Reinforcement Learning Framework For Stochastic Optimal Control Problem Under Model Uncertainty
Jiaxuan Hou, Lifeng Wei
TL;DR
This paper addresses robust stochastic optimal control under model uncertainty by developing a continuous-time entropy-regularized reinforcement learning framework. It leverages Sion's minimax theorem to exchange the order of minimization over policy distributions and maximization over model distributions, reducing the robust problem to a tractable RL problem governed by a Hamilton–Jacobi–Bellman equation. The authors derive explicit solutions for linear-quadratic cases under both two-point (Bernoulli-like) and continuous (uniform) distributions, showing that optimal policies are Gaussian and that the value functions remain quadratic.

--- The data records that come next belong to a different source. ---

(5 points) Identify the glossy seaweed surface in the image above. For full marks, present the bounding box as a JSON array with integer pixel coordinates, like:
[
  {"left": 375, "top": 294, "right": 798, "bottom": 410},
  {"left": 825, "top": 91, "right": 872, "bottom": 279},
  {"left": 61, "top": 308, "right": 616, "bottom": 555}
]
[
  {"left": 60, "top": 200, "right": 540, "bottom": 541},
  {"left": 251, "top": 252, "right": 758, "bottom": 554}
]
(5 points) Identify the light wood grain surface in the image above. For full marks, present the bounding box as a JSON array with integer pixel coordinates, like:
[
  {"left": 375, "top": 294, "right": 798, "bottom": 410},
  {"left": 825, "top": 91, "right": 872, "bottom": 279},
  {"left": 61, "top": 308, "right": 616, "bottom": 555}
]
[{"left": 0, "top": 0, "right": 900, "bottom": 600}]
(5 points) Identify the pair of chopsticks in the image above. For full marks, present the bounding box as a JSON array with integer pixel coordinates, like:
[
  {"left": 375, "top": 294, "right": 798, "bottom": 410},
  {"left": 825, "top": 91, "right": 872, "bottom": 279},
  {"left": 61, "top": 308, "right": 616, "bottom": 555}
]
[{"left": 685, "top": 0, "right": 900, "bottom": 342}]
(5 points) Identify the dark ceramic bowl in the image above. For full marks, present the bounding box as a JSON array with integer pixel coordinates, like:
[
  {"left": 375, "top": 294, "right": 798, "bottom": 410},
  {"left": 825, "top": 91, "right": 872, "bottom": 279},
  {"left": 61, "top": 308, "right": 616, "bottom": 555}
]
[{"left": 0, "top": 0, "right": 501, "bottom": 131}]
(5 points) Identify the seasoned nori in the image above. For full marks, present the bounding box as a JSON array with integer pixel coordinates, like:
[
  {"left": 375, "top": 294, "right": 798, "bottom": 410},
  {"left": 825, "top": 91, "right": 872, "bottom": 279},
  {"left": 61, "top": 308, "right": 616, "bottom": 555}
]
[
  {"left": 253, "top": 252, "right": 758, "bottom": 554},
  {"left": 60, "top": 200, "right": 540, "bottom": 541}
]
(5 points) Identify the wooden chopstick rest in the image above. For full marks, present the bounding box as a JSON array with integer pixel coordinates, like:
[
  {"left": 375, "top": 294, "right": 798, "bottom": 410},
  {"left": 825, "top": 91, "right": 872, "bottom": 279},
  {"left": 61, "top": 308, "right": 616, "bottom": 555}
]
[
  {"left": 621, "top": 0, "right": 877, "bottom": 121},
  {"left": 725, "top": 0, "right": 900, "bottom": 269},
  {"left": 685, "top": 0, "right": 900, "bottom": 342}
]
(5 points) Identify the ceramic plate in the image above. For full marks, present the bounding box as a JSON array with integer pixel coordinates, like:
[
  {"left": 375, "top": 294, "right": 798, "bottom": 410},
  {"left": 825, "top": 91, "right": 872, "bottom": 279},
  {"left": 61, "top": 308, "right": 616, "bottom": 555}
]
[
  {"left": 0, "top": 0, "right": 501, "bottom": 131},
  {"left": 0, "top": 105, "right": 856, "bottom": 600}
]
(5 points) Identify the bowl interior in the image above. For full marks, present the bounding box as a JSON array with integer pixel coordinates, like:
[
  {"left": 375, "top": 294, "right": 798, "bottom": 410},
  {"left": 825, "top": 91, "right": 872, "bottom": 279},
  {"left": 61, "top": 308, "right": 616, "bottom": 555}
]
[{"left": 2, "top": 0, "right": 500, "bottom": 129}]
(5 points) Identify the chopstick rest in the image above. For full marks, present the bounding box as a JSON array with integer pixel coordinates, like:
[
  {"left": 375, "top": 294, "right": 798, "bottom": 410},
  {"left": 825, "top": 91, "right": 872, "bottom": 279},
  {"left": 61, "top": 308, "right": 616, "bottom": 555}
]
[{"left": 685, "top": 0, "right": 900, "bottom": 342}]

They prove solvability equivalence between classical and exploratory formulations, quantify the exploration cost, and demonstrate convergence to the classical setup as the exploration weight vanishes, highlighting practical applicability to robust control tasks.
Abstract
We develop a continuous-time entropy-regularized reinforcement learning framework under model uncertainty. By applying Sion's minimax theorem, we transform the intractable robust control problem into an equivalent standard entropy-regularized stochastic control problem, facilitating reinforcement learning algorithms. We establish sufficient conditions for the theorem's validity and demonstrate our approach on linear-quadratic problems with uncertain model parameters following Bernoulli and uniform distributions.